Indigenous Vegetables are Key to ‘Eating Right’ in a Changing World
Maureen Muketha
Originally published in Um So Planeta in Portuguese.
Food is everything to me. I have my roots in Tharaka Nithi County, Kenya, where the environment is arid, and high rates of food insecurity and poverty prevail. This is what drove me to study Human Nutrition and Dietetics at the University, to equip myself with the technical knowledge and skills to fight malnutrition. My experiences inspired me to become a vocal food advocate – and to found Tule Vyema, which means “Let’s Eat Right” in Swahili.
From a young age I experienced how women and children were hardest hit by environment change and limited access to food. Very often, members of my own community had insufficient or no food at all – relying on food assistance programs, local NGOs and the church. Without these safety nets – which were not reliable – we lived in fear of ‘routine’ hunger setting in, as well as malnutrition and conflict over food.
I feel that people in my community became too reliant on food relief programs and donors, instead of looking towards local leadership for sustainable farming solutions.
Though agriculture is ‘the engine’ of Kenya’s economy, employing most people, malnutrition and food scarcity are rife. Erratic rainfall, exacerbated by climate change, only worsens this situation – as do market-based challenges of poor input supply, few extension workers and exploitative middle-men.
In Tule Vyema, because the women fully owned and trusted the project right from the beginning, it was never just someone’s idea: it was everyone’s.
Rather than battling the increasingly dry climate by growing thirsty crops like maize, I focused on growing traditional crops – among them indigenous leafy vegetables – which are rich in micronutrients and better adapted to local conditions.
With Tule Vyema, I set my sights on improving food security and tackling malnutrition in my own community, and I brought this knowledge to the game-changing solutions being developed as part of the UN Food Systems Summit, championing cultivation of indigenous vegetables. This type of solution can help not just communities like mine in Kenya, but many across the globe in a similar situation.
Trust is the key ingredient to my community-based work: it is essential for cooperation, collective responsibility, and changing behaviours in a sustainable and reinforcing way. Tule Vyema equips community members mainly with nutrition education through holding frequent health talks in the community. Our main focus is on women, as they are the ones in charge of the kitchen (part of the inherited package of gender roles), but children are also active participants.
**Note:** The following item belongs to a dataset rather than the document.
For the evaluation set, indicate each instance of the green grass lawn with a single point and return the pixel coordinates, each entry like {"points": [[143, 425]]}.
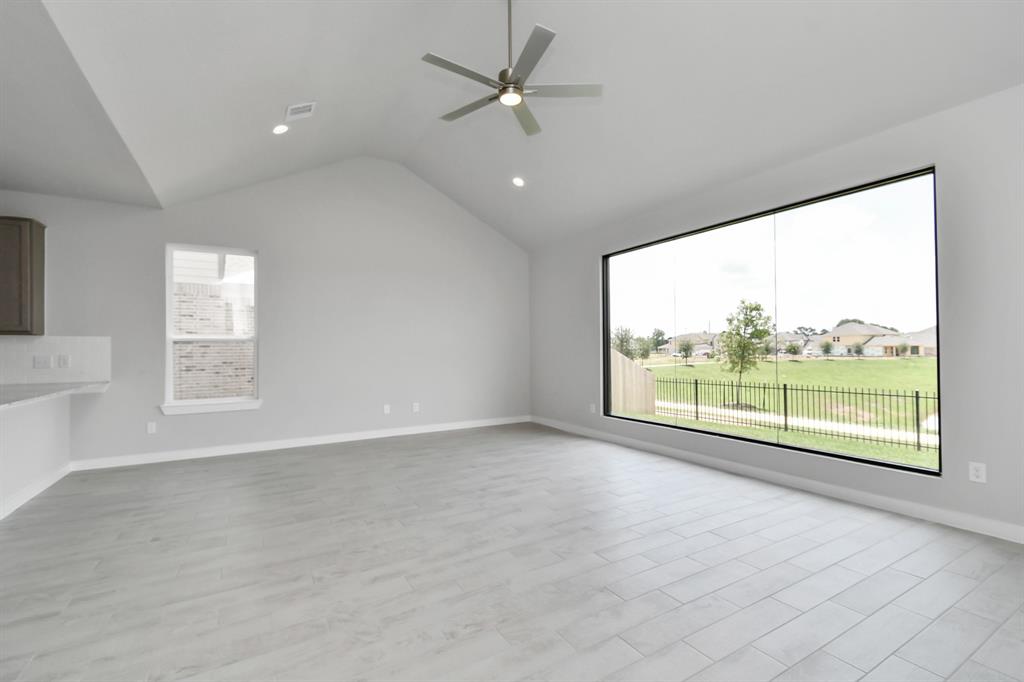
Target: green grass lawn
{"points": [[890, 374]]}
We also teach women about vertical/ Kitchen gardening as a sustainable, inexpensive and effective way of getting more nutritious food into local diets. Promoting indigenous vegetables in this way is a quadruple win: 1) Money in women’s hands – good for more than food security, this helps to tackle social norms that undervalue women’s contribution to household incomes; 2) Healthy food for families and communities; 3) Preservation of indigenous cuisines and culture; 4) Preservation of the environment through use of sustainable growing practices and cultivation of local crops in harmony with local landscapes.
Accessibility is key. Recognizing that urban populations do not have access to land, “Let’s Eat Right” gets people growing these indigenous crops in sacks in their back yards and selling the surplus to their neighbours.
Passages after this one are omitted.